PARENTS SHOULD NOTE that there is a scene in which the two teens in question - the lankly Mars-born "Gardner" (played by Asa Butterfield) and the actually quite similarly rootless, shuttled from one-foster-home-to-another "Tulsa" (played by Britt Robertson) DO end up _sharing a sleeping bag_ together ... -- during a truly beautiful "starry night" out in the Arizona desert on their way to find "Gardner's" father (Gardner's mother, an astronaut only found out that she was pregnant 2 months into a mission to Mars ... and dies soon after giving birth to him on the red planet). 

Was that scene WISE or even NECESSARY? -- let's remember that Shakespeare settled his narrative problem of what to do with his two enamored "star crossed teens" in Romeo & Juliet by having them get married secretly by Friar Lawrence (and it would seem that Gardner's mother was married _secretly_ by an Arizona Shaman to Gardner's father before her departure to Mars ;-).  Still the film's wink to "Okay, teens it's okay to shack-up if only for one night, if the night is TRULY BEAUTIFUL / romantic" will irritate a fair number of parents ... and REQUIRE COMMENT (and condemnation) by a Church authority such as me (it's part of our job).

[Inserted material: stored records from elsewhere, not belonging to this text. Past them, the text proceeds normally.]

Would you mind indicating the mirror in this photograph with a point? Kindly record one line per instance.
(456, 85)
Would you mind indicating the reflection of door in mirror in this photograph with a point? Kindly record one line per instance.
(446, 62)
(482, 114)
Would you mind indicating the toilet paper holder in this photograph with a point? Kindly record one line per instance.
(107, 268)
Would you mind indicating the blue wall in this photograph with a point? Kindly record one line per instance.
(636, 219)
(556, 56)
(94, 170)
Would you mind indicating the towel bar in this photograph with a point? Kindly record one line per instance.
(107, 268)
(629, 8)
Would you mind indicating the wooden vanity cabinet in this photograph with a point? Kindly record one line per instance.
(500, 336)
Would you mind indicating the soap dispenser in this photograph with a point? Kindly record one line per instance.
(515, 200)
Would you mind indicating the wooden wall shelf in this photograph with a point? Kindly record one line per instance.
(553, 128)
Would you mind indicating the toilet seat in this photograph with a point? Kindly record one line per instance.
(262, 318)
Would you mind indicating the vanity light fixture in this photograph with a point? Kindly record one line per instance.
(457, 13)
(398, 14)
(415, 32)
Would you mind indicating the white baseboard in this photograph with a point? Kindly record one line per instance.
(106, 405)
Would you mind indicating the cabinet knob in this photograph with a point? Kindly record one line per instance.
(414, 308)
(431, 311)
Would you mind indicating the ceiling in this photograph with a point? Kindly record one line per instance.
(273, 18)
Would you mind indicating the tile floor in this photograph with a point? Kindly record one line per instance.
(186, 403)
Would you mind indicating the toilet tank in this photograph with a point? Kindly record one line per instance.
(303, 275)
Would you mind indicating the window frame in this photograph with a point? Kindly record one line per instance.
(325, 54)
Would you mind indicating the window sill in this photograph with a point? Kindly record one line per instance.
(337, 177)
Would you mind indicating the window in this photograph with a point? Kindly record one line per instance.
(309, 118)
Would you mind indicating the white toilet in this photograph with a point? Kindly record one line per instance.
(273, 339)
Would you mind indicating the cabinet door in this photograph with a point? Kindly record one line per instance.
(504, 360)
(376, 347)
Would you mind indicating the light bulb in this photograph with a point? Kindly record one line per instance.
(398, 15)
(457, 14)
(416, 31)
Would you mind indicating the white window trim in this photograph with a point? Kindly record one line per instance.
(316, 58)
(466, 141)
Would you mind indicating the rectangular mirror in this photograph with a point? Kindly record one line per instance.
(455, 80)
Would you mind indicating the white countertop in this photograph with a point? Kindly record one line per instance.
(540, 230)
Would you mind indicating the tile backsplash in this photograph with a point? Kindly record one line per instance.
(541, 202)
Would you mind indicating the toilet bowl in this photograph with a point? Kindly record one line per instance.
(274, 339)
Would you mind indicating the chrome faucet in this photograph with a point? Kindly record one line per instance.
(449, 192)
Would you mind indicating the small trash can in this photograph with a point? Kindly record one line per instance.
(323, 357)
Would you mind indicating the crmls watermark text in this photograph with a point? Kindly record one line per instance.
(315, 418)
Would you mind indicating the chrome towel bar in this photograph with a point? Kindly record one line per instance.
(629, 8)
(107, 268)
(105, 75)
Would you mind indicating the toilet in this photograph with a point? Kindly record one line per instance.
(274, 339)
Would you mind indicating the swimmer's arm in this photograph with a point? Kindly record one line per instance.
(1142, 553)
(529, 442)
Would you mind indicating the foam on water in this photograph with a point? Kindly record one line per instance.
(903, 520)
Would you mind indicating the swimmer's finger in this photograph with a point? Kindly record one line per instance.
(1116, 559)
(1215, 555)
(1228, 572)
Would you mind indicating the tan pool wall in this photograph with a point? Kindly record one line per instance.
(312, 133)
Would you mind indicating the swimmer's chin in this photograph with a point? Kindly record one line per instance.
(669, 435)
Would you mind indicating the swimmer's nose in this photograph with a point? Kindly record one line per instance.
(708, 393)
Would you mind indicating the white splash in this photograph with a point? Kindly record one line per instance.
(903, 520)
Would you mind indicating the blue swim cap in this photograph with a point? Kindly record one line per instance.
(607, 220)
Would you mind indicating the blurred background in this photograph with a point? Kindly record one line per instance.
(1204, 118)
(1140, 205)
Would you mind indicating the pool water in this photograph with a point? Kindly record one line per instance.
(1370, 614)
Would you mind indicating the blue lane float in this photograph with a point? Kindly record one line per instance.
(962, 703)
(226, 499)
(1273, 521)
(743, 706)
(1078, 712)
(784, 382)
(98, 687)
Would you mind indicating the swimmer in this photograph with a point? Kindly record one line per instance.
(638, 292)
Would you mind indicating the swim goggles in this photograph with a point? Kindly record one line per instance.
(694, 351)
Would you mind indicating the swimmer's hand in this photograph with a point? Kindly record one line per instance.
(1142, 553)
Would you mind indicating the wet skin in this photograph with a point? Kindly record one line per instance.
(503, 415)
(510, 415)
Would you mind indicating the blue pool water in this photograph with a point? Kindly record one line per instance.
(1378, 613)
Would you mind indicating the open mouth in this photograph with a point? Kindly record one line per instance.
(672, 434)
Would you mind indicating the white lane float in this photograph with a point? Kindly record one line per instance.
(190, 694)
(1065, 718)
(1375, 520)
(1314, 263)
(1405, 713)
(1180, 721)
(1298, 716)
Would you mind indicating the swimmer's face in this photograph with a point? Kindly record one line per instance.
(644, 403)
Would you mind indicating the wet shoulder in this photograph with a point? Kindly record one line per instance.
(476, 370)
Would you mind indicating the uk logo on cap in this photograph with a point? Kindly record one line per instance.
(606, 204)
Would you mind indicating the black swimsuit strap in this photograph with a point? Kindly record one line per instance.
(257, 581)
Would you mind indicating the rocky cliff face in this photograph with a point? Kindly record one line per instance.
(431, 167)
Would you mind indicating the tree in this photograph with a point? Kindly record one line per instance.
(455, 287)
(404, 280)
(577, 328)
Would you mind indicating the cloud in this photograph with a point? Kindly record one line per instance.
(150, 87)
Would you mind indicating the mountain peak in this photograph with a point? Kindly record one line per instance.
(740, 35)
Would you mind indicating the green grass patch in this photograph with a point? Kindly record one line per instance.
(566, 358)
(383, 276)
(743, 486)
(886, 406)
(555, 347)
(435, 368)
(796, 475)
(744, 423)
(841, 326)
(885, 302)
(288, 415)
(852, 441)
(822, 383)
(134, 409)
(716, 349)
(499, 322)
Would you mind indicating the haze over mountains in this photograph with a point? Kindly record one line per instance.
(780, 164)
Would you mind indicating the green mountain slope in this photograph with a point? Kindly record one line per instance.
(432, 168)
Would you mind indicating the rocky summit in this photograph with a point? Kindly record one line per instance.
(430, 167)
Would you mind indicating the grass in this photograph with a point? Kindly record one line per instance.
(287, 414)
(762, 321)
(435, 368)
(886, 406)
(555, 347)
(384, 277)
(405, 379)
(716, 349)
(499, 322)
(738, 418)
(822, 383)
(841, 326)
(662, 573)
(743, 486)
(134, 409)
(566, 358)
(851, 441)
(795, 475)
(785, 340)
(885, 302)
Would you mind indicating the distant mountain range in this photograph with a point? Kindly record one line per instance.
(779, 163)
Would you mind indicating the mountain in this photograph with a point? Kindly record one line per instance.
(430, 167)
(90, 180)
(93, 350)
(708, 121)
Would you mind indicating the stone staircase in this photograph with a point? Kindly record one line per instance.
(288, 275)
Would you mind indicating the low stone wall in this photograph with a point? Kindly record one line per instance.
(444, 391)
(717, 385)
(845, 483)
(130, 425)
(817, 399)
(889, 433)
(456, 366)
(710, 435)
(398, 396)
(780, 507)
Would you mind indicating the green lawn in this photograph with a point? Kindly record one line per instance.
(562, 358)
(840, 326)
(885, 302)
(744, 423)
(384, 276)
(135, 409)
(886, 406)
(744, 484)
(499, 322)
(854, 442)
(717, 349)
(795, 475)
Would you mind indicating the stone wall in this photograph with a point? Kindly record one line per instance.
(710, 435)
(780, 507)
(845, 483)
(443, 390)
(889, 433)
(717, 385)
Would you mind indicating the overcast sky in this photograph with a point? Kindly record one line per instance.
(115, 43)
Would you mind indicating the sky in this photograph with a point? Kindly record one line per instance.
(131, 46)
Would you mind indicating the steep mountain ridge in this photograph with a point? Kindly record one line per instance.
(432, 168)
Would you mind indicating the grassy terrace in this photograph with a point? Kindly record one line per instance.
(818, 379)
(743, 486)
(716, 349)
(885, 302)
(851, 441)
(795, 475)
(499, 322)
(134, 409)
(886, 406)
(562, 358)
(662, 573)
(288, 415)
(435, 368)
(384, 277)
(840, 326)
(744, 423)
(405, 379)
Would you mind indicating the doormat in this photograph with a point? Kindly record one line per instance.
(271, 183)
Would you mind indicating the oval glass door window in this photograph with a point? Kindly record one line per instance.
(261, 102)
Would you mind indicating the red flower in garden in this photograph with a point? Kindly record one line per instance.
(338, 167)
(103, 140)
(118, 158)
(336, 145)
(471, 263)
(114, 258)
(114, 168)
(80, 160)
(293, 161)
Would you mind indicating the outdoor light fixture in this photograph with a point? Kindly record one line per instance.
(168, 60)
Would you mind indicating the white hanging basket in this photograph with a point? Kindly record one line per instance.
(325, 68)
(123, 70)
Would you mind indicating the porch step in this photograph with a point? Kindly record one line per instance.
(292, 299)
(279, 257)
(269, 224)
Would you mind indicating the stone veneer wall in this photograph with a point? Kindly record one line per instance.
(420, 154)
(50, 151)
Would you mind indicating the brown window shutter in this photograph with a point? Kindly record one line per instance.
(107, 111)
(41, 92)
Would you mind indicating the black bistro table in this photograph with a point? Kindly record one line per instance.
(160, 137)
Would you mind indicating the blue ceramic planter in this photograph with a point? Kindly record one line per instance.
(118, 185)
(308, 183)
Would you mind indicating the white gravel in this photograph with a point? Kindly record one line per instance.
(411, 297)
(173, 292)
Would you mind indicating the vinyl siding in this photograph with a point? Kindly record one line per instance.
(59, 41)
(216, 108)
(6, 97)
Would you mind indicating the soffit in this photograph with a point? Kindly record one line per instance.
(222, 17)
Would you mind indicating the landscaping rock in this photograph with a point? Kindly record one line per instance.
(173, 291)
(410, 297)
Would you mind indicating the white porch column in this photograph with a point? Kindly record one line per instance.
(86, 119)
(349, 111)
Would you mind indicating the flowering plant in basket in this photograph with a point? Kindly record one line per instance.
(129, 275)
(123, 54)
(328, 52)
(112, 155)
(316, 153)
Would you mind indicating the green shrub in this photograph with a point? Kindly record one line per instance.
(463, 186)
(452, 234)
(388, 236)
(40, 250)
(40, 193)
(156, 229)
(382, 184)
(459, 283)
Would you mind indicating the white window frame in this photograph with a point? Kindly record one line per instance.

But okay, so the story's science is flawed and in the above point morally questionable.  Still, what a great teen romance: He from Mars, raised by astronauts who didn't necessarily expect that to be part of their job, she born and yet quite lonely here on Earth -- So what's a few hundred million miles distance when TRUE LOVE [TM] is involved ;-).

So all in all, it's NOT an awful sappy teen-age love story ;-) and with regard to _this film genre_ does one necessarily demand "more"?